Na sequência do protocolo para a transmissão electrónica dos dados constantes no balanço e demonstração de resultados, celebrado entre este Instituto, a Direcção Geral dos Impostos (DGCI) e a Direcção-Geral de Informática Tributária e Apoio aos Serviços Tributários e Aduaneiros (DGITA) não é necessário, que as empresas apresentem junto do InCI a documentação financeira relativa ao exercício anterior.
 
Com efeito, basta agora que essa documentação tenha sido entregue pelas empresas até 31 de Dezembro de 2008 junto da Administração Fiscal e tenha sido por esta devidamente validada.

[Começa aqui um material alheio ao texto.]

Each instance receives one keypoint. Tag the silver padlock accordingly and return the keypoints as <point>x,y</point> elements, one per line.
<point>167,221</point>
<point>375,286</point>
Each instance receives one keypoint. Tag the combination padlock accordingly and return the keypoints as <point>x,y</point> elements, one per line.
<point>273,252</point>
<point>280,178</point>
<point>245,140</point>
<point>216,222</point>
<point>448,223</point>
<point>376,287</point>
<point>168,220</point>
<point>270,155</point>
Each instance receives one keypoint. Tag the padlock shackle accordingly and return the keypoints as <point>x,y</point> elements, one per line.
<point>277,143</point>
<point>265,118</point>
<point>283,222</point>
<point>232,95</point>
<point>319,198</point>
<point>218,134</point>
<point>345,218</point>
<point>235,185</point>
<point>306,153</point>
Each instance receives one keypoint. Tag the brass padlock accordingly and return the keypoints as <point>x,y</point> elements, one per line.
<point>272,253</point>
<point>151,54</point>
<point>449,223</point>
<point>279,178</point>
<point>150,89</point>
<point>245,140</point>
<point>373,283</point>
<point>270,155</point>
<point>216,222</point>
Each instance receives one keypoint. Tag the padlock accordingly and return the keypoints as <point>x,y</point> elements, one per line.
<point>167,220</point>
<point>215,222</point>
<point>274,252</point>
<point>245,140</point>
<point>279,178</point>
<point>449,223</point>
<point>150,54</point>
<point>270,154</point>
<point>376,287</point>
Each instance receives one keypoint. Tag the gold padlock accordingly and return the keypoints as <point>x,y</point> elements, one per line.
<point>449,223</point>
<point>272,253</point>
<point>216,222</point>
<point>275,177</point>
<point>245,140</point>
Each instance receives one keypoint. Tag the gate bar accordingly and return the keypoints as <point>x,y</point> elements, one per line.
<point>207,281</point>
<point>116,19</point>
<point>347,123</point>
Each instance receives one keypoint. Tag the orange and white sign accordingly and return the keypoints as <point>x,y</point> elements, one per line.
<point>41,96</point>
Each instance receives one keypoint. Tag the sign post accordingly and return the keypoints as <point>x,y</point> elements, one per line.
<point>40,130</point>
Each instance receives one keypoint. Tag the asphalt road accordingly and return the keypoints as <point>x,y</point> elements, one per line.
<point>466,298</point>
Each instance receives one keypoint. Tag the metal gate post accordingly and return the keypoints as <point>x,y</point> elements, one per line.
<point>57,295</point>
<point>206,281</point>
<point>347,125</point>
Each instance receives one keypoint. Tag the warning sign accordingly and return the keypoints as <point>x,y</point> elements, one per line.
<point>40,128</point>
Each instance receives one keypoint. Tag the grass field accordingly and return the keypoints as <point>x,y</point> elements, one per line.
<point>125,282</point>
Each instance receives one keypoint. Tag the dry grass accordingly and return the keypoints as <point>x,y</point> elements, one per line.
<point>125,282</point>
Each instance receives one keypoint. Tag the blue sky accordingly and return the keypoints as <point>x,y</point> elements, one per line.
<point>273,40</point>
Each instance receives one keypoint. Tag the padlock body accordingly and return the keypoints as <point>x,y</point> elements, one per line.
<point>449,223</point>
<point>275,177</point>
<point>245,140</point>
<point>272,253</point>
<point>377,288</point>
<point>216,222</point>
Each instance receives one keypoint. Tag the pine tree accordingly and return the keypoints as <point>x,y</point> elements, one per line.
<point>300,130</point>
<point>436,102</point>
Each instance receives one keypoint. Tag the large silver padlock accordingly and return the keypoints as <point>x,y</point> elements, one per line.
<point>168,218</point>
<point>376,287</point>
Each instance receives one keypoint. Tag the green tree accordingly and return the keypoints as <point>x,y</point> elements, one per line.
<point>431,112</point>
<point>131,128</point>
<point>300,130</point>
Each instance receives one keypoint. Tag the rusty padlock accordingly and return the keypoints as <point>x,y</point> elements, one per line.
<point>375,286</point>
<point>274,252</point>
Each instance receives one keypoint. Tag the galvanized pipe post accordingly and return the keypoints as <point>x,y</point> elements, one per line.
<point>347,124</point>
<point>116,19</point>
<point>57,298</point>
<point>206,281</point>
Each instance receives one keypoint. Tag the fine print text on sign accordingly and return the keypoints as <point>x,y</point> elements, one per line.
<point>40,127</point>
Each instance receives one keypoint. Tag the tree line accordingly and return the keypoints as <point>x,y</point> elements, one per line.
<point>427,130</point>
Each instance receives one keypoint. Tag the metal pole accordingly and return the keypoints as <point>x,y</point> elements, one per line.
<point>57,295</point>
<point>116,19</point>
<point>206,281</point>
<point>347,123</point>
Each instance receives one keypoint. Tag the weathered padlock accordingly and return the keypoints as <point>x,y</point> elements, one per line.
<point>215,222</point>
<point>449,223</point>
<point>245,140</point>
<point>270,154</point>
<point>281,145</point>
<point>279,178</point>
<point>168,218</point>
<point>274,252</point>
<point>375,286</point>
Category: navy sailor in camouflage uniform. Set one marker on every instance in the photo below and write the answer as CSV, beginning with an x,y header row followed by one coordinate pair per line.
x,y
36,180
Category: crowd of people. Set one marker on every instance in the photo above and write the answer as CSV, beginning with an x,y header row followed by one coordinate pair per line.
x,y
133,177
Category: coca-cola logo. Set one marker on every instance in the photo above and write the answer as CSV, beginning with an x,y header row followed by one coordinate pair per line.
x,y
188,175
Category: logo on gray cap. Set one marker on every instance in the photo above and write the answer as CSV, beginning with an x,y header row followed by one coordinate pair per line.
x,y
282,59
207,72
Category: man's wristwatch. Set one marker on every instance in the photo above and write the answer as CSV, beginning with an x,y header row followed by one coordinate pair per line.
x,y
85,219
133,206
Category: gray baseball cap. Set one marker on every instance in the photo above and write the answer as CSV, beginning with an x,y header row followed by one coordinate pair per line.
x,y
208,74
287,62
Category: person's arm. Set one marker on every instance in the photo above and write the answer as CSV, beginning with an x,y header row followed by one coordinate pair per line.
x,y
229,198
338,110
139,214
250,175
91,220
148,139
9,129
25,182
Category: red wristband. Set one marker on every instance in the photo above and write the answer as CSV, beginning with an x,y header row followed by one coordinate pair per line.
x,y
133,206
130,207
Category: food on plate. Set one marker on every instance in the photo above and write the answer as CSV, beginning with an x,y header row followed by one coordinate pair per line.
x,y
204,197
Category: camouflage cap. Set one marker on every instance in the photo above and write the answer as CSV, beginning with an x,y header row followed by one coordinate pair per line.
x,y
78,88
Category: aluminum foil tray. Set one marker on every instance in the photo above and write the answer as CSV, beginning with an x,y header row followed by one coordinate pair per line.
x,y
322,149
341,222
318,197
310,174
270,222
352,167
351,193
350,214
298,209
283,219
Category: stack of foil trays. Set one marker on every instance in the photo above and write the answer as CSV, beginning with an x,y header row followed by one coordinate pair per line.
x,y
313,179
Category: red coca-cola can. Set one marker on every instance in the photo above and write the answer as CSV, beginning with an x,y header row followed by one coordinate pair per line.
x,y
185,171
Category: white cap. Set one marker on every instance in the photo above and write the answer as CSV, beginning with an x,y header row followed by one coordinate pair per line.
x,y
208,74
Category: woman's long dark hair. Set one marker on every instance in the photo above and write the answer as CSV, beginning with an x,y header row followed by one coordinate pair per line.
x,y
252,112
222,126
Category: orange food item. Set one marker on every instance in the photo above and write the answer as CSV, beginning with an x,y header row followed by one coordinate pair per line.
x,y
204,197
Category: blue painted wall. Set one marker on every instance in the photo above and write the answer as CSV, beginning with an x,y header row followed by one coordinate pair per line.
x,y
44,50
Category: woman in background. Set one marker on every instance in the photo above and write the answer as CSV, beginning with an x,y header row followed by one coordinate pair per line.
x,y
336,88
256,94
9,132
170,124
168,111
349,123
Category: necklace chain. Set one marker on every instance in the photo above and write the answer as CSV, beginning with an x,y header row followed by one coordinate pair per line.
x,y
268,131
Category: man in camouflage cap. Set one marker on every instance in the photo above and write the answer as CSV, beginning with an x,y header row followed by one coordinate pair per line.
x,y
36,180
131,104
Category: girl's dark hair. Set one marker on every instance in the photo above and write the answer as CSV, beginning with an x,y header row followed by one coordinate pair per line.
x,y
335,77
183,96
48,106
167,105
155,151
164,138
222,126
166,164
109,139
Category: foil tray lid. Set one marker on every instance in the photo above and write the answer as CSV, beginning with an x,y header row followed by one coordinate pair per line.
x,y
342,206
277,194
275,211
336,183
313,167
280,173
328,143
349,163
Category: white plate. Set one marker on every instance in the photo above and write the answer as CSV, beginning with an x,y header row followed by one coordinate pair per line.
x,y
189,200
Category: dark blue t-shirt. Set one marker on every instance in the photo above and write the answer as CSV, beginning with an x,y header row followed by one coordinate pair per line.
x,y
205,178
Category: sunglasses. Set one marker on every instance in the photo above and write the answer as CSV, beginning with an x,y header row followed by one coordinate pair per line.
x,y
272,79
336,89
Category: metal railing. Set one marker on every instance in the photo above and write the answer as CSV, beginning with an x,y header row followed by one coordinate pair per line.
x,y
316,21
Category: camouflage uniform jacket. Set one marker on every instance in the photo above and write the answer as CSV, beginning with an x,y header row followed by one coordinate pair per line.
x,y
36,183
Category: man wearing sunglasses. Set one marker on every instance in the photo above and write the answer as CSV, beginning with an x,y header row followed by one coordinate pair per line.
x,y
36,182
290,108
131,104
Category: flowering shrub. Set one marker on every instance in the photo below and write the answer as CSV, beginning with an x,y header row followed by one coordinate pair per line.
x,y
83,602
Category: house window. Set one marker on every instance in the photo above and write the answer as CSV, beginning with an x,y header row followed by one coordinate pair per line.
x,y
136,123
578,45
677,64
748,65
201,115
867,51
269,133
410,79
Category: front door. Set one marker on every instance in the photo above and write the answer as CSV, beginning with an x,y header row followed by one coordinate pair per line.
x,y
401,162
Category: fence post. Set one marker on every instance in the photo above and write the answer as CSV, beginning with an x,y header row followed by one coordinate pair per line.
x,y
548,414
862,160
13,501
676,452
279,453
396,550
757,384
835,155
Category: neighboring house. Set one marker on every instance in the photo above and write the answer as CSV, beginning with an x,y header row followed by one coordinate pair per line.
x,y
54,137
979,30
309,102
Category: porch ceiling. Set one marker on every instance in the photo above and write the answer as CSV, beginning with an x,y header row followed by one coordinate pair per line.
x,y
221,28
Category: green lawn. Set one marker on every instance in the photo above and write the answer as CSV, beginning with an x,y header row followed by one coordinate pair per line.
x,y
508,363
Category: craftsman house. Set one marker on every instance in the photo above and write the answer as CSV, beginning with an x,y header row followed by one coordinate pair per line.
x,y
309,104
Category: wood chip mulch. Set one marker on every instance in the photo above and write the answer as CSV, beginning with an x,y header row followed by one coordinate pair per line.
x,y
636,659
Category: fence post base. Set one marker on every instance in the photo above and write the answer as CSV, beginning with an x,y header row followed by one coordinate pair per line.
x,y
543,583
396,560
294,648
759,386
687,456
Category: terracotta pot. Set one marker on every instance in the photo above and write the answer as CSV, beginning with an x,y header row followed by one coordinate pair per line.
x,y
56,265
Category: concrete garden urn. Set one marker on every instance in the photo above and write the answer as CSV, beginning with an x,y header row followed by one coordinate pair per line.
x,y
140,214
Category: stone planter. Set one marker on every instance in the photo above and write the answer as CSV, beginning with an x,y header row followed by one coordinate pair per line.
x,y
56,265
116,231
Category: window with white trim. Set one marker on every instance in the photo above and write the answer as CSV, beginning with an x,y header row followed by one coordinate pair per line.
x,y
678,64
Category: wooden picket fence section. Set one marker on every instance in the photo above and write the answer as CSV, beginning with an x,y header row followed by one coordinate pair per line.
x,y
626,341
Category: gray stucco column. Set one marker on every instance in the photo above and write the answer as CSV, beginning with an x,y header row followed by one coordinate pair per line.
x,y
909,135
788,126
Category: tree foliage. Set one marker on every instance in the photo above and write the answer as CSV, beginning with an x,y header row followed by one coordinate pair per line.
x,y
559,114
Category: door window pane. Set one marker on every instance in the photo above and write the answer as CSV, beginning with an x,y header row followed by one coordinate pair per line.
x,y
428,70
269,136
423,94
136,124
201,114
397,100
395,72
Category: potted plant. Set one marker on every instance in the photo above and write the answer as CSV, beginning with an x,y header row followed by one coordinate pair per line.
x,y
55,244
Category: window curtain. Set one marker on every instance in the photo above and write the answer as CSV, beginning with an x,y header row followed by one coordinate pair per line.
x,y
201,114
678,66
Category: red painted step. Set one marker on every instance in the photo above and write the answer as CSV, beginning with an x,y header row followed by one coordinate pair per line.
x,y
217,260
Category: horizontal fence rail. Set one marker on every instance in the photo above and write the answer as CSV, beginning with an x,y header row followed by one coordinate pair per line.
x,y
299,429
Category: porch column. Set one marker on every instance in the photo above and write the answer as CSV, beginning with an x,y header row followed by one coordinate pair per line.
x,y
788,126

Em resumo, não é necessário formalizar por escrito o pedido de revalidação junto do InCI.
 
Informa-se ainda que não é possível efectuar o pedido de revalidação pela área reservada do Portal do InCI.
 
Caso a empresa tenha adoptado e esteja autorizada a praticar um período de tributação diferente do ano civil, deverá apresentar junto deste Instituto o Anexo A da IES/Declaração Anual do IRC (6 primeiras páginas: Folha de rosto da Declaração Anual, Demonstração de resultados e Balanço) até 31 de Dezembro de 2009, sob pena de não revalidação do alvará.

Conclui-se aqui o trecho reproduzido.